It happened so fast.
Yet it might have been 11 years in the making.
Steven Cioffi, 40 years old, an NYPD lieutenant, will be waked Thursday and buried Friday. He died Tuesday of a rare, aggressive cancer that his family and his union suspect may be related to his time working at Ground Zero after 9/11. Cioffi, a lifelong Throgs Neck resident, had mourned the loss of another local boy and friend, Firefighter Michael Lynch, who died in the twin towers on that catastrophic day.
Cioffi went down there for the rescue/recovery effort on September 13, and spent a total of four months working near The Pile or on the perimeters of Ground Zero.
He resumed his police duties, at the Central Park Precinct.
And then, last autumn, Cioffi became sick.
By Dec. 1, he learned he had non-small cell carcinoma, in his brain, his lung, his liver. It had originated in his lung.
“It happened so fast,” said his wife, Luisa.
He was the father of twin boys, just born in August.
“We thought about it right away, that it might be related to 9/11,” said Luisa.
“He had been registered at Mount Sinai (the World Trade Center Medical Monitoring & Treatment Program) and gotten a chest x-ray last February and it was fine, then in December he had the tumor on his lung.”
Cioffi was born and raised in Locust Point, attended St. Frances de Chantal school, St. Raymond Boys High School, and John Jay College.

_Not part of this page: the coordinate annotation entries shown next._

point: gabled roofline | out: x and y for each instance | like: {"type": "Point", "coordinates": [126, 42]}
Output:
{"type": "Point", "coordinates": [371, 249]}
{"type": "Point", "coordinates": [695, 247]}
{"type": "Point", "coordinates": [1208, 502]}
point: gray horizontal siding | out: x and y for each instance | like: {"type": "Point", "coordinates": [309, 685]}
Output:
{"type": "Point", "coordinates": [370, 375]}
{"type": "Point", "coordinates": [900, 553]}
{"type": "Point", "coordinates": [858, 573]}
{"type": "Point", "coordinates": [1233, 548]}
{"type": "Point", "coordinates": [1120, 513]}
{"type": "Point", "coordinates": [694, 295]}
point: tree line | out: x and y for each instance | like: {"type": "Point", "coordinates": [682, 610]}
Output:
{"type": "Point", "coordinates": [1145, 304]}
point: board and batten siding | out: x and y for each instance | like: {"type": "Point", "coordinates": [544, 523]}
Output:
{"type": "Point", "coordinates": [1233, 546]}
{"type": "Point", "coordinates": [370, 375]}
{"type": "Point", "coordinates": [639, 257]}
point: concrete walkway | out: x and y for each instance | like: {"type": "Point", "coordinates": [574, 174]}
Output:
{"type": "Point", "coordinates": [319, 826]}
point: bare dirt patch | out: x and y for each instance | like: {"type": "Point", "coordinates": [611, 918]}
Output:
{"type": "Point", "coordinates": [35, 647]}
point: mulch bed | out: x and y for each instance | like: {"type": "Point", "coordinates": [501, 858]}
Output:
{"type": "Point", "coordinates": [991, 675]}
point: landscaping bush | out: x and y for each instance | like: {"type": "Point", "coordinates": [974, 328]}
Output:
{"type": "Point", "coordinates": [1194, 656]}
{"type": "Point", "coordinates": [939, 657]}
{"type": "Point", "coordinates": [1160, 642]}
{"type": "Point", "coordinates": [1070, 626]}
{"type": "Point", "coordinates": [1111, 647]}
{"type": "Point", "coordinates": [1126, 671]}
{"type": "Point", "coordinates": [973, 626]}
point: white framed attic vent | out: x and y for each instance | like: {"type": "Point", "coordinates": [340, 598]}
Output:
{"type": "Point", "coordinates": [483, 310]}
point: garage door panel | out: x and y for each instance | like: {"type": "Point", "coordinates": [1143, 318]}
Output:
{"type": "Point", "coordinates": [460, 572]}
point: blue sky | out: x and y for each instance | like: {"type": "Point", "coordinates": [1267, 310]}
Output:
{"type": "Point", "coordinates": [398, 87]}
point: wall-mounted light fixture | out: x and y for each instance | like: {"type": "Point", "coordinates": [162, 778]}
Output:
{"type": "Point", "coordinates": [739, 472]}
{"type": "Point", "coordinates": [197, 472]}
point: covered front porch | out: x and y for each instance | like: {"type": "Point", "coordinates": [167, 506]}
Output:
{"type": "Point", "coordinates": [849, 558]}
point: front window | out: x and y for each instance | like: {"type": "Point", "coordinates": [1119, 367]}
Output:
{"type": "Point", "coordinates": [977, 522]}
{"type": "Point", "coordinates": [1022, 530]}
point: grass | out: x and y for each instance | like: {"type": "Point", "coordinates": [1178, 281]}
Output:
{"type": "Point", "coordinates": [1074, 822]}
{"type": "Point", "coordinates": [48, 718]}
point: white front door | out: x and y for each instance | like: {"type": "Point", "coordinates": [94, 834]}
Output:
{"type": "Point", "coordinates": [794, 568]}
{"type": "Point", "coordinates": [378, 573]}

He had joined the Police Department in 1994, was on patrol in the Central Park Precinct, then promoted to sergeant, serving in the 41st Precinct in the South Bronx, then back to Central Park.
Luisa said Cioffi played softball for a team sponsored by a Throgs Neck bar, Fiddlers Elbow, now Brewski’s, a team that Lynch had started.
“Steve said to keep the softball team going in honor of Mike Lynch,” said Luisa.
That bar was also where she met Cioffi, six years ago. They had a conversation and fell in love.
They lived in Silver Beach. They traveled to Ireland, Italy, all over the U.S.
Last year, after trying for some time, Luisa became pregnant.
“The one thing he wanted in his life was to be a father. He talked about seeing them play in Little League,” she said, crying.
Toward the end of Luisa’s pregnancy, Cioffi started to feel ill, tired, have headaches.
“He shrugged it off, and then when the babies were born — Owen and Max, on Aug. 2 — we never slept for three months, and so he figured that was why he was tired,” said Luisa.
Cioffi felt worse and went to the doctor after Thanksgiving and found out he had a mass on his brain. He had it removed.
“He kept saying ‘we’re so lucky,’ even after he was diagnosed, because we had the twins,” said Luisa.
And then a CAT scan revealed the cancer in other parts of his body.
“I’m going to fight it, they’re not growing up without a father,” Cioffi vowed.
“With all the toxins in the air at Ground Zero, it is an easy leap to make that working there led to this rare, aggressive cancer,” said Louis Turco, president of the Lieutenants Benevolent Association. He said Cioffi’s case was still being determined.
“This is what we’re seeing, these young guys and gals getting cancer years later; it’s not a matter of if you get sick, but when.”
Since 9/11, Turco said, five lieutenants’ deaths from cancer have been designated line of duty, attributed to Ground Zero. One just happened last year.
“I saw Steve three weeks ago; he said ‘I gotta beat this, I got twins,” Turco said. “It happened so fast.”
But did it really begin long ago, on September 11, 2001? Did the same horrific attack kill Mike Lynch when the towers fell, and Steven Cioffi more than 11 years later, after 11 summers of Cioffi playing softball on a team in honor of Lynch?